Megann notified the driving agency of her diagnosis prompting her licence to be revoked. This was the first step in the undoing of the independence and identity she previously knew. Due to the risk of seizure, many activities Megann had taken for granted were firmly off the table: caring for her young daughters alone, running, walking along a busy road, standing on a train platform and even taking a bath.

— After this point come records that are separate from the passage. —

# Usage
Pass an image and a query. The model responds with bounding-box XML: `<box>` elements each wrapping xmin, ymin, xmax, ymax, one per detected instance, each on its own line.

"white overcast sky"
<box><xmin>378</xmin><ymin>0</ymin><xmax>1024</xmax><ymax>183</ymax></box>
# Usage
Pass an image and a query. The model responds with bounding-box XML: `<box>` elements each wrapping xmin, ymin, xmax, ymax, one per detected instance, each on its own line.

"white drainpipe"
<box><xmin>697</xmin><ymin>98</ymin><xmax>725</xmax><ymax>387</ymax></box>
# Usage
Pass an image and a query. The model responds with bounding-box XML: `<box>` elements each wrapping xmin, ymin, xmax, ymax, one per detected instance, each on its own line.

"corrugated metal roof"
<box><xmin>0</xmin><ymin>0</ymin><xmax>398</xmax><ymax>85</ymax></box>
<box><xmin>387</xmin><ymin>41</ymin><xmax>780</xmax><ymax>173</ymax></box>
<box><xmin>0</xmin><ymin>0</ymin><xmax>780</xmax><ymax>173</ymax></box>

Megann grew to rely on her family and friends in an entirely new way and they all became essential to her safety. Megann reflects on just how hard it can be for loved ones, who feel a sense of helplessness. “It’s the look on my face when I have a seizure that my husband finds hardest,” she says. Her oldest daughter, aged five, has learned about epilepsy with the help of a special storybook to be prepared to help in an emergency, how to contact another adult and call the paramedics.
Megann describes the invasion and her sense of indignity in experiencing a seizure, which can involve loss of consciousness, and even bladder or bowel control. She finds it disappointing when people react with fear and distance themselves upon learning she has epilepsy, as if a seizure is imminent. She jokes that telling someone you have epilepsy isn’t going to trigger a seizure.
Megann has accepted that her epilepsy and treatment are for life, but that the way she manages it will evolve over time, and her independence is gradually building back. To anyone on a similar path, she stresses the importance of education for those around them. “There’s less use in someone finding my epilepsy identity card when I’m mid-seizure,” she says. Instead, she looks for opportunities to inform people upfront about what to do, whether at the hair salon or office.
Known for her energy and positivity, Megann maintains a can-do attitude, and has sought out new activities to replace those no longer possible for her due to her diagnosis – like yoga instead of running – and continues to adapt to her new normal, like moving into a house in a less remote location. Megann aims to live her life to the fullest and demystify seizures, empowering those around her to provide support in the process.